Closed ShenXianwen closed 5 years ago
Hi, thanks for your attention. @ShenXianwen
did you set a small batch size? what was the number, exactly? when was the nan appearing, during training after several epochs or right in the first epoch?
sorry I could not try by myself since I have no access to the servers until next week.
hello,thanks for your reply.I set the batch size to 64.The nan appearing during training after 2 epochs.I didn't use your prepared data(MSMT17.mat and Market.mat). I followed your steps to run the construct_dataset_Market.m and construct_dataset_MSMT17.m in MATLAB. But I used the prepared_weight.pth.
ok. let me try it next week when I have the access to servers.

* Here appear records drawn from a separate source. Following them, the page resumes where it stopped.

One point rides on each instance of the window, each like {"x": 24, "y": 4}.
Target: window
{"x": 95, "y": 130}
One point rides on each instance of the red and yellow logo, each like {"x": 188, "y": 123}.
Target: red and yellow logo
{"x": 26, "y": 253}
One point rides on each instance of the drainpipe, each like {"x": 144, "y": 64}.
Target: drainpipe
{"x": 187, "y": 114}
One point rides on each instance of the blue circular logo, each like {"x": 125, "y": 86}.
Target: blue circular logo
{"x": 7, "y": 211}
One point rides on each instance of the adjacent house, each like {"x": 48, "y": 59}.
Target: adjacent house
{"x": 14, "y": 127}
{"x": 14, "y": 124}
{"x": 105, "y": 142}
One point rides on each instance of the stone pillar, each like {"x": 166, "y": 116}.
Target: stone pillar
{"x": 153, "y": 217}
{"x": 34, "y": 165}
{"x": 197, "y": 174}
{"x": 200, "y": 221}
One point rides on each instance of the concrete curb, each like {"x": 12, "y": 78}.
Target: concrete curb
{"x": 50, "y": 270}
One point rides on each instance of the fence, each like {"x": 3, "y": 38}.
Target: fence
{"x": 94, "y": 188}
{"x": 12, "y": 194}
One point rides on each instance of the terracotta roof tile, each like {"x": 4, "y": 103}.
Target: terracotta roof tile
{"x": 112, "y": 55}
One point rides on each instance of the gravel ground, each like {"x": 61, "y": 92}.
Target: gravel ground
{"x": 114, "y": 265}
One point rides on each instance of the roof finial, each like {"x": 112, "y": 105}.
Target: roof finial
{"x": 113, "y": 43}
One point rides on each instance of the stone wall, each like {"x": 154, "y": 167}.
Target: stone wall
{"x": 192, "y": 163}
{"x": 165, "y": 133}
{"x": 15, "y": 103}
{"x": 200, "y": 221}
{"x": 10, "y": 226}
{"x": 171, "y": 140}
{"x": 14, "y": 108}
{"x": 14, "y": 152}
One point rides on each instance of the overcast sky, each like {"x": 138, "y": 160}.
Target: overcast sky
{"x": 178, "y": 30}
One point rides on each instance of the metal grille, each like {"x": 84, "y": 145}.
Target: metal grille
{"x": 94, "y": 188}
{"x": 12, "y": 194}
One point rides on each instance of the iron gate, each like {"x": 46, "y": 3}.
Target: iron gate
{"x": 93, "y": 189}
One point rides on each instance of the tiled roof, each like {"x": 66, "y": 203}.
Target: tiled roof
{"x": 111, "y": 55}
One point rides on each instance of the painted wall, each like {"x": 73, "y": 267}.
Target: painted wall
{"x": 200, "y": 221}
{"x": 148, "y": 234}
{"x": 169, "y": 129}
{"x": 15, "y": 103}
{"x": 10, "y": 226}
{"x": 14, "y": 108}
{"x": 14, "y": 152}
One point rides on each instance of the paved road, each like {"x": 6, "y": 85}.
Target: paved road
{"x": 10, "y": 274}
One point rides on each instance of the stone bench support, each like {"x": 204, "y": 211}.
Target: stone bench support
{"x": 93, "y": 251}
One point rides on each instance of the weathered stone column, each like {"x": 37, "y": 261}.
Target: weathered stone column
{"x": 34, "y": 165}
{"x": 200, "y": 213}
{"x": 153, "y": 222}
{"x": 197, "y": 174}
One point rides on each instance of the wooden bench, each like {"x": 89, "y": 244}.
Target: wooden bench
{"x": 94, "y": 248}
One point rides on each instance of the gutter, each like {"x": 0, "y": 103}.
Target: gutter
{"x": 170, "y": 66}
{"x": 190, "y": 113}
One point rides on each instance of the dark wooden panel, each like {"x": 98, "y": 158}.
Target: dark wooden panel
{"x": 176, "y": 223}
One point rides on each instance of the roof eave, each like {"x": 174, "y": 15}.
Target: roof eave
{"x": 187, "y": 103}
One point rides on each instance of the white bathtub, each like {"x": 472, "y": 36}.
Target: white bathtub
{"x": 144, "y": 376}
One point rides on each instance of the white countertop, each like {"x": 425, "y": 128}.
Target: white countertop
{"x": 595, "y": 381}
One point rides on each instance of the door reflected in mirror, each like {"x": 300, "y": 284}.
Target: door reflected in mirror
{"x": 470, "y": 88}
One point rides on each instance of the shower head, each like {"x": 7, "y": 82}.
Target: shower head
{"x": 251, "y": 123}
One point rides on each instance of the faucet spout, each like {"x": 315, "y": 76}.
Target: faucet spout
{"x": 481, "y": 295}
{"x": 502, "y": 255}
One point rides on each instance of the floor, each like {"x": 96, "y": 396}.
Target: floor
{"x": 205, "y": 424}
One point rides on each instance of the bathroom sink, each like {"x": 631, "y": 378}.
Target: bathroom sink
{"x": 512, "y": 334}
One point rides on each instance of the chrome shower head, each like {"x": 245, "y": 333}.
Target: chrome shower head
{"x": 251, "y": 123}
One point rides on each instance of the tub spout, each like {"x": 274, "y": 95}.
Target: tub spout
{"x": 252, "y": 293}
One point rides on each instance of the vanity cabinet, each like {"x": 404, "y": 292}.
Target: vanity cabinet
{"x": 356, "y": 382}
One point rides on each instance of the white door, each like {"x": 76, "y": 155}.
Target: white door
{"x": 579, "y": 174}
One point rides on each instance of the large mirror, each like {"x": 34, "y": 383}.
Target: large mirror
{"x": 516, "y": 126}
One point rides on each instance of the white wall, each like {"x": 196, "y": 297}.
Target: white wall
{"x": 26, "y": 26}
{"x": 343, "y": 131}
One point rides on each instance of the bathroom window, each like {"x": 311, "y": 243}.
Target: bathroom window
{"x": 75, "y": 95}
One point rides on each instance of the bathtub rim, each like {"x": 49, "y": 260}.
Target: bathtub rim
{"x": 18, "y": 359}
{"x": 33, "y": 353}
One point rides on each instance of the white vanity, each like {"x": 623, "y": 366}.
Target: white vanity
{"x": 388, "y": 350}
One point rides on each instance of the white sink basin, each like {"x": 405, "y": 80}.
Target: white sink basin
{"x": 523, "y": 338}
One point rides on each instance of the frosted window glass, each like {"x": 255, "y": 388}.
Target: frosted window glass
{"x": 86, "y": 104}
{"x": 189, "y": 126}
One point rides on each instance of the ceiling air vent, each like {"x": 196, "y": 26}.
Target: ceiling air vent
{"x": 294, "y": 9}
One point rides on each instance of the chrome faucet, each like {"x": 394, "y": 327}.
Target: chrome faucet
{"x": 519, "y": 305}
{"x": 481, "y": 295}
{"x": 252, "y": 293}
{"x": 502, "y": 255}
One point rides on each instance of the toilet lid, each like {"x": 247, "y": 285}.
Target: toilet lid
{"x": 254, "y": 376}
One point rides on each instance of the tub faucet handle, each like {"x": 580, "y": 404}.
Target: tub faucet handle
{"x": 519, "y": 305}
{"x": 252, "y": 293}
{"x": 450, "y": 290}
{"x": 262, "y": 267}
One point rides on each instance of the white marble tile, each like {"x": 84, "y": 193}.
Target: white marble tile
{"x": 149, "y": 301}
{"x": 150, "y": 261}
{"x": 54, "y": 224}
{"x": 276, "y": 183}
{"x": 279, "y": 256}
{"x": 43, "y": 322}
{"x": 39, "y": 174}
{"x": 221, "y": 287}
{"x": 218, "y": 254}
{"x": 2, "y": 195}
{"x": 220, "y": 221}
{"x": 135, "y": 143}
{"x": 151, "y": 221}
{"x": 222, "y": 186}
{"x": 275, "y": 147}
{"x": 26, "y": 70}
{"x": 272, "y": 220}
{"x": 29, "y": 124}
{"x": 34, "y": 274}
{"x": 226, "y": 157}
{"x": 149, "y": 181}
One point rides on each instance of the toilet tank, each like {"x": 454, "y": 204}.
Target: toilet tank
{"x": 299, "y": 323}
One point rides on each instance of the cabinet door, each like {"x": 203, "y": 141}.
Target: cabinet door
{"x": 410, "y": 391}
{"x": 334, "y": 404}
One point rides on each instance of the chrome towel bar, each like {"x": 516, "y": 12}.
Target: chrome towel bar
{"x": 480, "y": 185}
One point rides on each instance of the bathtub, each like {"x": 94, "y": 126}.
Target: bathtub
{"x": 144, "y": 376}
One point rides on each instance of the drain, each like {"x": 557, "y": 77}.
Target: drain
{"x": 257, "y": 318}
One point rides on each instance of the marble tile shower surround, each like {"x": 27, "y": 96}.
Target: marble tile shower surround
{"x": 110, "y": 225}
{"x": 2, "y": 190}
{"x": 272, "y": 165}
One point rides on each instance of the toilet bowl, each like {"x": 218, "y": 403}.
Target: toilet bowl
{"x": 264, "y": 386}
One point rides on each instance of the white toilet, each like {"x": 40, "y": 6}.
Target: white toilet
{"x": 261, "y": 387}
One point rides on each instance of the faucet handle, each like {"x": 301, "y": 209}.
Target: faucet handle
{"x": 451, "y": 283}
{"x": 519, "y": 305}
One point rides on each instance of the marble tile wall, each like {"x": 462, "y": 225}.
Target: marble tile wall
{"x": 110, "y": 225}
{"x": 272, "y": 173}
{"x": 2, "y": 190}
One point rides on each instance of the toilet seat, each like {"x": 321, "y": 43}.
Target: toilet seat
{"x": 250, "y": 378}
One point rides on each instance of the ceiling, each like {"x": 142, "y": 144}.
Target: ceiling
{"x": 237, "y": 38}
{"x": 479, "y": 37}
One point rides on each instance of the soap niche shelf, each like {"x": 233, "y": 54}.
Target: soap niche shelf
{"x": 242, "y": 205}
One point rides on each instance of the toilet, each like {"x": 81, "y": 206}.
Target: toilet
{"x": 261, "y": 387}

Hi @ShenXianwen, it turns out that the nan comes out because the default learning rate is too large for a small batch size like 64. A small batch size indicates a stronger and sharper gradient (large batch size would average over more samples, thus smooth gradient), so we need to turn down the lr. I did not try much, but dividing the lr by 10 would enable you to get rid of this problem.
However we should note that the performance would probably drop, since the distribution estimation is less precise due to small batch size.
Hello,thanks for your share.
There will be an error that the value of LOSS is NAN when I run the code.I only changed the value of batchsize, the rest of the parameters all used the default values.
I don't know how to solve it. Could you give me some suggestions? Thanks.